У Чехова нет здоровых людей. Многие больны физически, а духовно — почти все без исключения. Мы поразмышляем над рассказами «Тоска», «Черный монах», «Печенег», «Студент» и «Святая ночь».

«Тоска». У извозчика Ионы умер сын. Иона тоскует о нем, хочет поделиться своим горем с людьми, но никто не желает слушать его и, отчаявшись, Иона выходит ночью к своей лошади и ей рассказывает свое горе…

Как мы теперь видим, это рассказ пророческий. Правда, вместо лошади в конце XX века есть «телефон доверия», которому можно поведать свое горе. Рассказ страшный.

Нетрудно заметить, Чехов не любит эпиграфы (не любит многозначительность, претенциозность, он вообще удивительно скромен и тактичен как автор), но в рассказе «Тоска» эпиграф есть: «Кому повем печаль мою». Зачем писателю понадобились эти псалмопевческие слова? Затем, что на это раз Чехову необходимо было дать читателю ключ к прочтению рассказа. Эта строчка взята из духовного стиха «Плач Иосифа и быль». Дальше автор стиха сам и отвечает на вопрос: «Кому повем печаль мою, кого призову к рыданию? Токмо Тебе, Владыко мой, известна печаль моя». Говоря современным языком, эта фраза звучит так: «Кому поведаю (понесу) печаль мою… Только тебе, Бог мой…»

Если бы извозчик Иона был православным, то Чехов, точный до невероятности, обязательно показал бы это в том, что он молится, в храм ходит… Ничего этого в рассказе нет. Единственный раз Иона вспомнил Бога, сказав про смерть сына: «Божья воля». Но это для него не более чем расхожая фраза, как и у других персонажей рассказа. Один из пассажиров Ионы, когда хвастается своей пьянкой, говорит: «Накажи меня Бог, правда…» (что он выпил вчера целых две бутылки коньяку).

Вот и все «присутствие» Бога в жизни героев рассказа. Зато почти все они чертыхаются, много сквернословят. Православные знают: материться грешно, и обыкновенно держатся правила не называть дьявола вообще. «Любой бес одним когтем может перевернуть землю», — говорит преподобный Серафим Саровский.

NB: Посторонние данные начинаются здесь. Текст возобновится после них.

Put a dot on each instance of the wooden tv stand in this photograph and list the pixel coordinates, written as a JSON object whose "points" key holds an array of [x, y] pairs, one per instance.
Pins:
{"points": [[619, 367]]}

Уж кто-кто, а Чехов, выросший в богомольной семье, с детства читавший священные книги, певший на клиросе, знал: православный человек в печали обращается прежде всего к Богу (молится, да и напрямую рассказывает Ему свое горе), да и сам, как правило, умеет выслушать, утешить других — видит в этом свою человеческую обязанность. Сознательно или нет, но Чехов поставил такой диагноз: оставшись без Бога, человек остается в одиночестве, наедине с лошадью, с «телефоном доверия».

О рассказе «Черный монах» обычно пишут, что это один из самых сложных, загадочных рассказов Чехова. Попробуем разобраться.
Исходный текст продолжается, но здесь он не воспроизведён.